The occurrence and development of events by chance in a happy or beneficial way: "a fortunate stroke of serendipity".
My name is Leanne, I am 47 years old - almost 48, I have 2 grown up kids (DS 22 & DD 20) and a coal mining farmer (BM) who is soon to be my hubby.
In fact, it's the upcoming nuptials that took me down the path that has, rather belatedly (but better late than never) led me to Michelle's 12WBT. I swore that even though I knew that I would still be fat for my wedding, I would not be this fat.
Is it just me, or does the word 'wedding' conjure up pictures of pretty young things in voluminous gowns of fluffy meringue, or rather snugly fitted sheaths of satin, surrounded by hosts of attendants, dozens and dozens of guests, and a reception being held in an appropriately decorated Olympic sized stadium, all with a bill to match? It feels wrong somehow, to give our day the tag of 'wedding'. Sure, there'll be a minister, and vows, and yes there will be decorations, but that's about where the similarity ends...
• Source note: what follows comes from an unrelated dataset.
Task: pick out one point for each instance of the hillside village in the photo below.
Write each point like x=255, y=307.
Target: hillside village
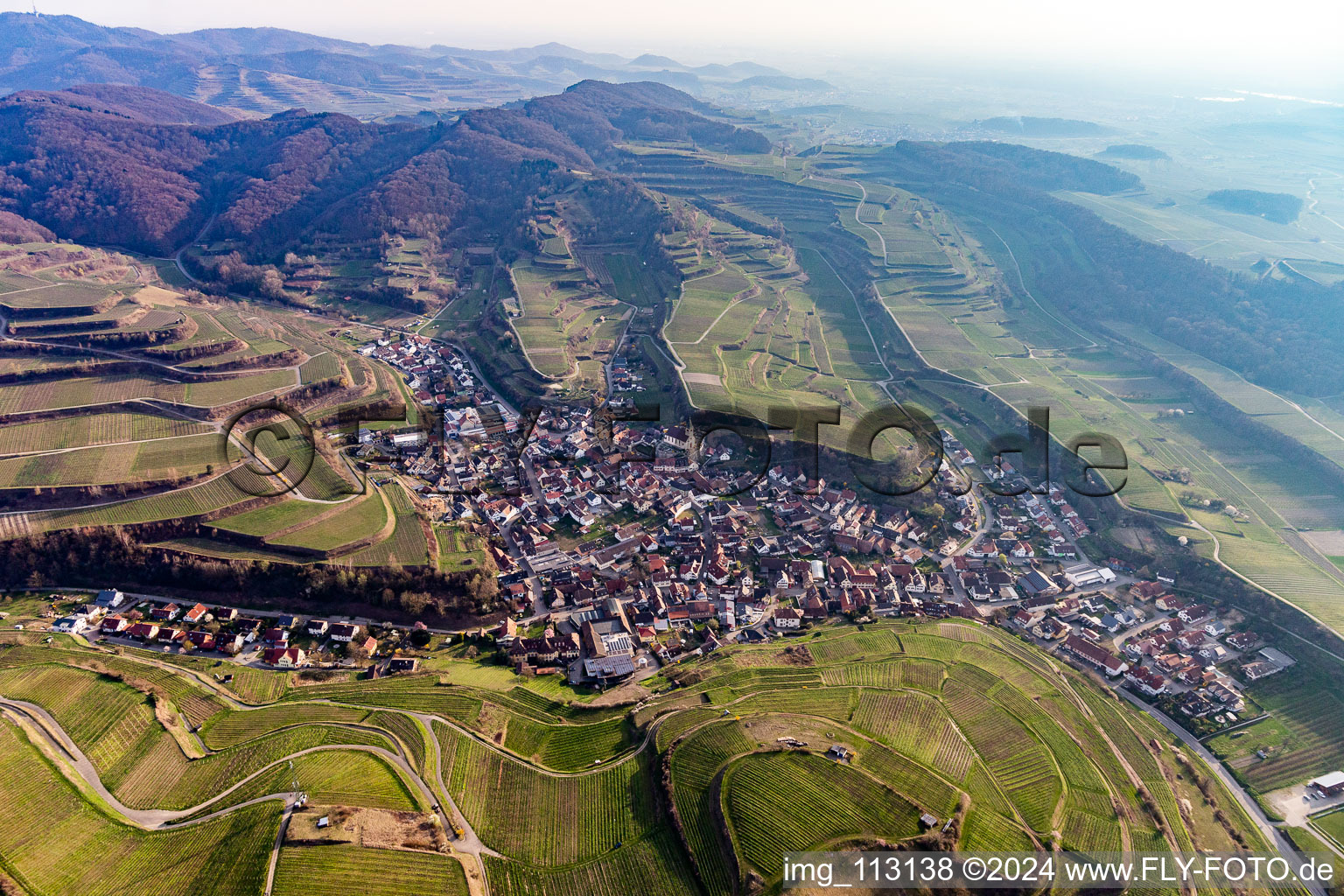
x=622, y=552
So, I won't be this fat... How fat is that exactly? It's huge. I am 161cm, weigh 164kg, and wear size 24/26 clothing. I won't sit on plastic chairs, most outdoor furniture or even some dining chairs, in case they break, I have to manoeuvre myself into seats at the cinema, I don't fly because I don't want to be humiliated, I can't use buses for lack of space, my office chair has to have metal legs. I even have to drive a fuel guzzling SUV because anything smaller is so low I can't get up out of it, and I basically don't fit into the Eco friendly ones. Every where I go, I am constantly assessing my environment - can I get through the door, can I sit at that table, will that chair hold me, will the (timber) steps take my weight. I am obese. In fact I am morbidly obese, so much so, that on many of the charts I've looked at, I am off the chart!
Now, I'm not putting all this down and rabbiting on with continual use of the 'F' word in a bid to garner sympathy from whomever will be reading this. I'm doing it in an effort to own my numbers, to own my size, and to own the abuse I have inflicted on myself. Is it over kill? Maybe. But not to me. To me it's completely necessary to make myself aware of exactly how fat I am.
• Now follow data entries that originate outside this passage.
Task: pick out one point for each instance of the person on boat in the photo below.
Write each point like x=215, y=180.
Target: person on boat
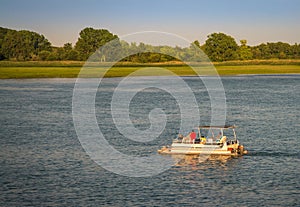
x=193, y=136
x=180, y=137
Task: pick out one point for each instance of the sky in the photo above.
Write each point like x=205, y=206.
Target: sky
x=60, y=21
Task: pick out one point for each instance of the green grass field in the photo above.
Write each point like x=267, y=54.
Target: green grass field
x=17, y=70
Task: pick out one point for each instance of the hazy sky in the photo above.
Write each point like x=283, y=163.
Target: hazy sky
x=61, y=20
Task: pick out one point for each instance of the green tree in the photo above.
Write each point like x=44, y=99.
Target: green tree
x=221, y=47
x=245, y=52
x=90, y=40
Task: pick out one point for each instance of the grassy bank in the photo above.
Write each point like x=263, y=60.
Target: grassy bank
x=68, y=69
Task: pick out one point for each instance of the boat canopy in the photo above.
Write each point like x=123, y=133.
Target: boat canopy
x=218, y=127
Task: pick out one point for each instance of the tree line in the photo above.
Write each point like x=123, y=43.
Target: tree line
x=26, y=45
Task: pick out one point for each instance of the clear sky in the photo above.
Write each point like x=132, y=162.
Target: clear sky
x=61, y=20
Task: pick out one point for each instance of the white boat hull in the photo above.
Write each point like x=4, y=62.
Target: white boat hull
x=197, y=149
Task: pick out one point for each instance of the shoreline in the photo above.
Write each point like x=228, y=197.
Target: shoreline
x=26, y=70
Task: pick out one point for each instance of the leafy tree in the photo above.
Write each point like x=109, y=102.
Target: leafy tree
x=221, y=47
x=90, y=40
x=43, y=55
x=245, y=52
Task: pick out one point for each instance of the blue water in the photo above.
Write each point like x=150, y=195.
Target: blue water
x=43, y=164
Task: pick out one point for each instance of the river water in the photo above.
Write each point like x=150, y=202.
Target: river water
x=42, y=162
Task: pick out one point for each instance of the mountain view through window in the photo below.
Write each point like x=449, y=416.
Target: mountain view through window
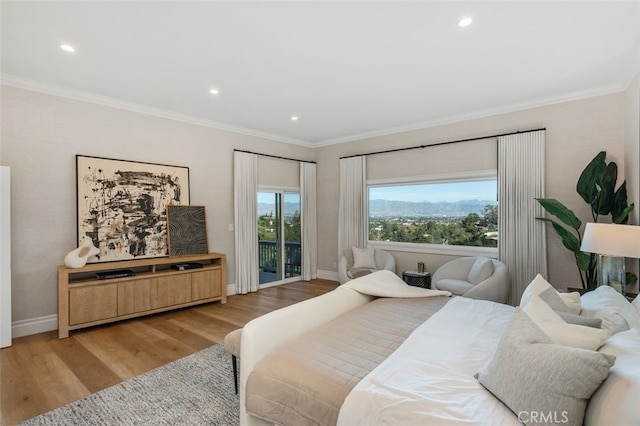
x=458, y=213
Many of us, maybe even most of us, look in the mirror every day, or look at their reflections in shop windows as they walk by, and mentally give themselves the once over, making sure that their hair is right and that they haven't accidentally tucked the back of their skirt into their undies. I don't. It has been so many years since I actually looked at myself, that I can't remember the last time I did it. Oh I will look in the bathroom mirror to make sure I have a clean face or to apply mascara, or to brush my hair, but that's it. I don't look at me, I only look at the part of me that needs attention at the time. I don't look at the whole person that is me, because I don't recognise that the person looking back from that mirror or shop window, actually is me. That person is a stranger. She's short, and she's fat, and she looks like crap. She's not me. You see, in my head I am slim, I have always been slim, and even though I am overweight, I am sure as hell not fat! In my head.
Knowing I would be getting married within a year, I made the commitment to myself to lose weight and to get fit, so I went and got myself a personal trainer - who came to be affectionately known to me as Madame Lash. I took before photo's so that I could update them periodically when I would lose focus/hope, which I knew I would, and that was the first time I actually got to see what I had done to myself. It was awful, and just so sad. The training went well, Madame Lash devised a program for me which had to be changed each week as I improved so rapidly, and after 4 months I took some progress pics. We were both so blown away with the results we had achieved in just 4 months, that we stepped up the regime. Training was only once a week, and try as she might, Madame Lash found it practically impossible to get me to do any extra walks etc for the rest of the week. Then one day in September, Madame Lash lost her young son in a tragic accident, and of course, there was no more training. I could have gone to a different trainer, but I really liked, admired and trusted Madame Lash, plus training with someone else feels a bit like cheating in an odd way... One day, when she is ready, I'll be back there. Since September all I have done is make excuses for myself. I'm upset over Master Lash, I'm on holiday, Father-in-Law is terribly ill, Christmas, blah blah blah...
So now, it's a new year, and in what I have come to think of as pure serendipity, I have the 12WBT, and 12 weeks until my wedding - there's that word again!